Time trends and characteristics of childhood cancer among children age 0-14 in Shanghai.Pediatr Blood Cancer 2009; 53(1):13-6PB
The aim of this article is to analyze the time trends during 1973-2005 in urban Shanghai and to describe the current characteristics of childhood cancer in Shanghai.
All data were from the Shanghai Cancer Registry. Time trends of period 1973-2005 in urban Shanghai of males and females were assessed by annual percentage change of incidence. The current characteristics of Shanghai childhood cancer average annual incidence were analyzed regarding sex, age, and cancer types. All cancers were allocated into 12 major groupings of ICCC.

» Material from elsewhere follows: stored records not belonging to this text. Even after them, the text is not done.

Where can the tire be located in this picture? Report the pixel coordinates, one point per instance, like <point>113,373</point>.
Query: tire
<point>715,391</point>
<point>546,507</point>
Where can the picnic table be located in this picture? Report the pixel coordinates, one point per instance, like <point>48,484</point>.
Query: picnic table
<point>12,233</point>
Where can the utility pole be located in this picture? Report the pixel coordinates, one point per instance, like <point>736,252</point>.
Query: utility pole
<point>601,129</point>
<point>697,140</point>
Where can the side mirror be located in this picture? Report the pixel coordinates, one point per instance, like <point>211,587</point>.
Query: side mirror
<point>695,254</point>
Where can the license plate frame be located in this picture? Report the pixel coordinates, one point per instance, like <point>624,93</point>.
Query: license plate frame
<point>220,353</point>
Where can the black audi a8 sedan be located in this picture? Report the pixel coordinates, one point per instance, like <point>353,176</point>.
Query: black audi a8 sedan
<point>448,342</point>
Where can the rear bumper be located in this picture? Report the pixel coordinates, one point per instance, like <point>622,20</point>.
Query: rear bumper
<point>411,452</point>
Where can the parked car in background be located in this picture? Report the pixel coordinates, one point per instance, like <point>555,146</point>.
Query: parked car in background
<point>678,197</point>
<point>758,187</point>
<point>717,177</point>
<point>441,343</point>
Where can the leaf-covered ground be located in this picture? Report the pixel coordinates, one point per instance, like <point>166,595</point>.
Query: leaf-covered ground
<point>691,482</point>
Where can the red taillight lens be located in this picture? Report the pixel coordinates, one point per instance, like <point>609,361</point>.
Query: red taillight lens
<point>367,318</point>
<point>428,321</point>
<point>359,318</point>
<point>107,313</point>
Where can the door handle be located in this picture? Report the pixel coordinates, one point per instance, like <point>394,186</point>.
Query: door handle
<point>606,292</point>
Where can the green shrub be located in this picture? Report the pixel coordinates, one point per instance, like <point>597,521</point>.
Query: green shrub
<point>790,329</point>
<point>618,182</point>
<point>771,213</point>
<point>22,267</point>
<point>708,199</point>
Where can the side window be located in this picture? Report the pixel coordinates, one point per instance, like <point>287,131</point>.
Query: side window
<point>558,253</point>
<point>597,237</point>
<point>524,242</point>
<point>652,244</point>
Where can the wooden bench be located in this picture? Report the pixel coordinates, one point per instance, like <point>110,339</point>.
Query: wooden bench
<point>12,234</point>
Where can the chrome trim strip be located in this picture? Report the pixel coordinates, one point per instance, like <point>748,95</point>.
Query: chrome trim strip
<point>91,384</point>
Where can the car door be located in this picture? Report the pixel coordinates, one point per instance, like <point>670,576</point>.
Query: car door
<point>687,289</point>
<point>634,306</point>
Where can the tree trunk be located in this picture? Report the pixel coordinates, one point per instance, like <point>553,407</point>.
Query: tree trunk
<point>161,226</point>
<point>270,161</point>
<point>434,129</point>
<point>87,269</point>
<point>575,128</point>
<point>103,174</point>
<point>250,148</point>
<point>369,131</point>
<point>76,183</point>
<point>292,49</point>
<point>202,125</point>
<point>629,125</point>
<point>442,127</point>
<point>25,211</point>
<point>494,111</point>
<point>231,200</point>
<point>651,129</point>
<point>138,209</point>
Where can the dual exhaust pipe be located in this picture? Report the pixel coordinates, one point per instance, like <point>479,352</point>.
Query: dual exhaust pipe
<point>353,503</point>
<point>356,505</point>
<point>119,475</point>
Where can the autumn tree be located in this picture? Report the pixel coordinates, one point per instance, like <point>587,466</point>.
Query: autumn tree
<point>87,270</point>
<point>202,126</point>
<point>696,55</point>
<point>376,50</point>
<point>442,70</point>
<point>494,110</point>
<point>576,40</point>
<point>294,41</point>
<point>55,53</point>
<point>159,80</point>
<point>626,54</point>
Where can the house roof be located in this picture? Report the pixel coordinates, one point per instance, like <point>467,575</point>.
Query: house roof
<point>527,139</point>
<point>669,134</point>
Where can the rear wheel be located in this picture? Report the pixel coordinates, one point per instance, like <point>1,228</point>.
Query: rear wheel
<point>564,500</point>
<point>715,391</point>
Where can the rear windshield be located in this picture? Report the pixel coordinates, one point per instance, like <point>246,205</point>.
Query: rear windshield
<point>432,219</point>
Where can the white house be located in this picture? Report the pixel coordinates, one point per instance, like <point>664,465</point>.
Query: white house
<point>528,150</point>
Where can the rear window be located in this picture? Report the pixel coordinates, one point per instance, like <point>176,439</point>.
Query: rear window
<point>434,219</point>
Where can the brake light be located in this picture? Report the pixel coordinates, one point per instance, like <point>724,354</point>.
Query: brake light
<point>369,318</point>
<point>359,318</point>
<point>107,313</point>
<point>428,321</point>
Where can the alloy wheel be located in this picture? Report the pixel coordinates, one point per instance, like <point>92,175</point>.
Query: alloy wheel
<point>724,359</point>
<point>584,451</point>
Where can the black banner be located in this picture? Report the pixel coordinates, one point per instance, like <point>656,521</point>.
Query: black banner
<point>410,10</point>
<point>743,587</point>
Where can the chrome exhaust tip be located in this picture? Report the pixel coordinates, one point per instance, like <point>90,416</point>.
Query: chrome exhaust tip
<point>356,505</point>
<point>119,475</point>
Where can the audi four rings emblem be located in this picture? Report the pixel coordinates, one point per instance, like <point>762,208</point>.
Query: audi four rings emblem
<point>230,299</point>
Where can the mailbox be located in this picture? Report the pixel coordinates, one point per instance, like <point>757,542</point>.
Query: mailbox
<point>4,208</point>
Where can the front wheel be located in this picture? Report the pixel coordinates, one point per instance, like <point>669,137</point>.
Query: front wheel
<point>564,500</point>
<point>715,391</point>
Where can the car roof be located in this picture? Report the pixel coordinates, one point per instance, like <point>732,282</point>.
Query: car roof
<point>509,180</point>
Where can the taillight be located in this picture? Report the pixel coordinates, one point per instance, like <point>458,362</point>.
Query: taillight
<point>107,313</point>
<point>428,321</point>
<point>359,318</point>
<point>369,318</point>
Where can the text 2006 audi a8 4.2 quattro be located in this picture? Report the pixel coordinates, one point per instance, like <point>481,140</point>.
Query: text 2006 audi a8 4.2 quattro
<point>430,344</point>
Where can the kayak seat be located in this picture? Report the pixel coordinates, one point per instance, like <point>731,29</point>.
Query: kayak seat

Over the 33-year period, the overall age-standardized incidence rate for all cancers combined has no substantial change or trend in urban Shanghai aged 0-14. A total of 609 cases of childhood cancer were diagnosed in Shanghai from 2002 to 2005. The ASR of 2002-2005 is 129.0 per million for all cancers combined, and it was almost similar in males (128.5 per million) and in females (129.6 per million). Incidence rates are highest in the first 5 years of life with 173.3 per million. Leukaemia was the most common cancer (34.5%). Brain and spinal tumour was the second most common cancer (20.2%), followed by lymphomas (8.4%). The relative frequencies of Wilms tumour (2.0%) and Ewing sarcoma (0.5%) were lower than those reported from western countries.
During 1973-2005, the trend of childhood cancer incidence in urban Shanghai has shown no significant change. Incidence of childhood cancers in Shanghai was in the medium level compared to other parts of the world and the relative frequencies of various cancers were comparable.